Postgres calculate growth rate over two month

I would like to calculate growth rate for customers for following data.
month | customers
-------------------------
01-2015 | 1
02-2015 | 10
03-2014 | 10
06-2015 | 15
I have used following formula to calculate the growth rate, it works only for one month interval as well as not able to give expected output due to gap between 3rd and 6th month as shown in above table
select
month, total,
(total::float / lag(total) over (order by month) - 1) * 100 growth
from (
select to_char(created, 'yyyy-mm') as month, count(id) total
from customers
group by month
) s
order by month;
I think this can be done by creating a date range and group by that range.
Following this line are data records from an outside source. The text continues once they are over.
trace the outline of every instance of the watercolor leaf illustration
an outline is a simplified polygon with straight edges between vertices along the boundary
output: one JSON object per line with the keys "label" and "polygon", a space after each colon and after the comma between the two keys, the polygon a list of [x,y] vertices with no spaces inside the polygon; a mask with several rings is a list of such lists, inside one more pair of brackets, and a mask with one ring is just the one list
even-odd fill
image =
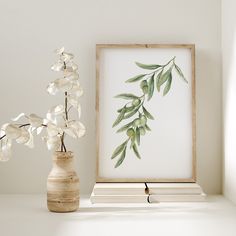
{"label": "watercolor leaf illustration", "polygon": [[138,150],[138,146],[141,145],[141,136],[151,131],[148,122],[149,120],[154,120],[153,115],[147,110],[145,104],[152,99],[155,88],[157,92],[162,90],[163,96],[166,96],[171,89],[173,71],[185,83],[188,83],[182,70],[175,63],[175,59],[176,57],[173,57],[164,65],[135,62],[138,67],[148,72],[126,80],[126,83],[139,83],[141,93],[139,95],[121,93],[115,96],[116,99],[125,101],[125,104],[117,110],[118,115],[112,125],[115,128],[123,123],[116,132],[125,134],[125,141],[118,145],[111,155],[111,159],[118,158],[115,168],[119,167],[125,160],[127,147],[130,147],[135,156],[141,159]]}

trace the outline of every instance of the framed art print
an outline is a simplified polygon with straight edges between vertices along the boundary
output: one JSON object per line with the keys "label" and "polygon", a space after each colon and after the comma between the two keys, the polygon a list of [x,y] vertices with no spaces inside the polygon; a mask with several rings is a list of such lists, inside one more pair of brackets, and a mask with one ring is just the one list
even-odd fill
{"label": "framed art print", "polygon": [[99,44],[97,182],[195,182],[195,47]]}

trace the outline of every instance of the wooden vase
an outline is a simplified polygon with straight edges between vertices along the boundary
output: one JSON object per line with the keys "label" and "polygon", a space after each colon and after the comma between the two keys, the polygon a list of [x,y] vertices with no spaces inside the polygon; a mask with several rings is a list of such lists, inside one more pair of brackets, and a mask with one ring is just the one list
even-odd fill
{"label": "wooden vase", "polygon": [[53,212],[72,212],[79,208],[79,178],[72,152],[55,152],[47,180],[47,205]]}

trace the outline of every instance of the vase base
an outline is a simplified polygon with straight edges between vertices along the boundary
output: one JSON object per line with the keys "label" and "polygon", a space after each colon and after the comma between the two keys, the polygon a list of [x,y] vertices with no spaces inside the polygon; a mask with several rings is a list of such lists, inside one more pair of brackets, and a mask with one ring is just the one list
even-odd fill
{"label": "vase base", "polygon": [[60,202],[47,201],[48,210],[51,212],[74,212],[79,209],[79,201],[74,202]]}

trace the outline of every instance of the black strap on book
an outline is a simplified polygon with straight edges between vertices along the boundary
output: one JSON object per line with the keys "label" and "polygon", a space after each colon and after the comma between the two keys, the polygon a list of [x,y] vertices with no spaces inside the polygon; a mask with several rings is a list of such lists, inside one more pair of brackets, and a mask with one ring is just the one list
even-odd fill
{"label": "black strap on book", "polygon": [[151,203],[151,201],[150,201],[149,188],[148,188],[148,186],[147,186],[147,183],[144,183],[144,184],[145,184],[145,193],[148,195],[148,196],[147,196],[147,202],[148,202],[148,203]]}

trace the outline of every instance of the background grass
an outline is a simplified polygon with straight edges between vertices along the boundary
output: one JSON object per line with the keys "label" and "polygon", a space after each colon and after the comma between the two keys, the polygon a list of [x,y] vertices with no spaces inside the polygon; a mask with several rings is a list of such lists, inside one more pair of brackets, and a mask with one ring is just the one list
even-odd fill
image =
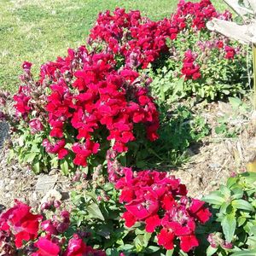
{"label": "background grass", "polygon": [[[212,1],[220,6],[218,1]],[[153,20],[168,17],[177,0],[0,0],[0,88],[14,92],[23,61],[41,64],[84,44],[97,15],[123,7]]]}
I expect two main output separately
1) Generate growth rate with exact one month difference
2) Growth rate with interval of 2 month instead of single month only. In above data sum the two month result and group by two month instead of month
Still not sure about the second part. Here's growth from your adapted query and twon month growth column:
select
month, total,
(total::float / lag(total) over (order by m) - 1) * 100 growth,m,m2
from (
select created, (sum(customers) over (order by m))::float total,customers,m,m2,to_char(created, 'yyyy-mm') as month
from customers c
right outer join (
select generate_series('2015-01-01','2015-06-01','1 month'::interval) m
) m1 on m=c.created
left outer join (
select generate_series('2015-01-01','2015-06-01','2 month'::interval) m2
) m2 on m2=m
order by m
) s
order by m;
basically answer is use generate_series